Sztorc has a long track record of criticizing altcoins and has made controversial statements on the subject in the past.
When asked why he decided to build Hivemind, a decentralized prediction market formerly known as Truthcoin, on a sidechain instead of an entirely new platform, he said, “I don’t understand the people who don’t build on Bitcoin, it was always obvious to me.”
He referred to the “gigantic graveyard of projects” by people who thought they could make a better blockchain. They ignored what Satoshi had already written and believed they could make something better with minor improvements, like a shorter block confirmation time.
“There’s a long path of hubris,” Sztorc said, “where you think you’ve figured it out, but you realize that Satoshi actually figured it out.”
Bitcoin Is the ‘Truth Module’
Terms like “blockchain” and “smart contracts” were “sexy” and were successful at attracting investment capital, Sztorc said. Sidechains, however, meant their functions could be secured by the Bitcoin blockchain without needing to write everything from scratch.
Sztorc compared the situation to software modularity — developers can add functionality to their projects by including an existing library, rather than starting with a blank page and imagining they can write everything better.
Demeester suggested that Bitcoin is a “truth module” that other projects could use, and “what matters most is that it’s consistent and secure, accessible and uncensorable.”
Sztorc said he had a special disdain for projects like Ethereum, which tried to change too much, be “too wonderful.” It represented an impatience, he said, a belief that Bitcoin could not solve every problem in the world right away.
Regretting the Scalability Debate
Sidechains could also render Bitcoin’s scaling and block size debates irrelevant, Sztorc added. He intends to present a paper at an upcoming conference proving that, with sidechains, it wouldn’t even matter if the Bitcoin block size actually shrank. An interconnected network that allowed for more transactions could settle more transactions later on the main blockchain.
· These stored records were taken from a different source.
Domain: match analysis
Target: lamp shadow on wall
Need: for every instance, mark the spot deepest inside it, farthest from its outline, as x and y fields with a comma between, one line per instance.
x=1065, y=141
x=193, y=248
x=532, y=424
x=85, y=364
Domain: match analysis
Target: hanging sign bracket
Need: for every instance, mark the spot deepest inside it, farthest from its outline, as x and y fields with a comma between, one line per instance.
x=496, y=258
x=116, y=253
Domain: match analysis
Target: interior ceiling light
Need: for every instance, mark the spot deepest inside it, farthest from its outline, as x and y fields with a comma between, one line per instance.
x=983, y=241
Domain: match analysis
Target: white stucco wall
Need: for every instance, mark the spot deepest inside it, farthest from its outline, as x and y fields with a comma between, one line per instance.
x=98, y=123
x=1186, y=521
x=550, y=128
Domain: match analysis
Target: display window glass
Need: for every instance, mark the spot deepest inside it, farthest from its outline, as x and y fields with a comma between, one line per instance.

He said he regretted that the scaling debate often focused on its participants personalities rather than the technology. Figures like Roger Ver, Gregory Maxwell and others had given so much of their lives and identities to Bitcoin that, as soon as different ideas arose, there was bound to be conflict.
Demeester wondered if multiple sidechains would mean that everyone with an idea could “have their own island and build a skyscraper on it” while remaining on the Bitcoin network. “It just blows open everything,” he remarked.
While disapproving of altcoin and specialist blockchain projects, the two agreed those projects may actually serve a positive purpose by absorbing all the too-impatient people away from Bitcoin. Sztorc wondered if future alt-blockchain projects would help draw away the “crazies, scammers, and get-rich-quick” crowd.
At the bottom of it all, Sztorc and Demeester concluded that Bitcoin could give everyone what they want while remaining stable and secure.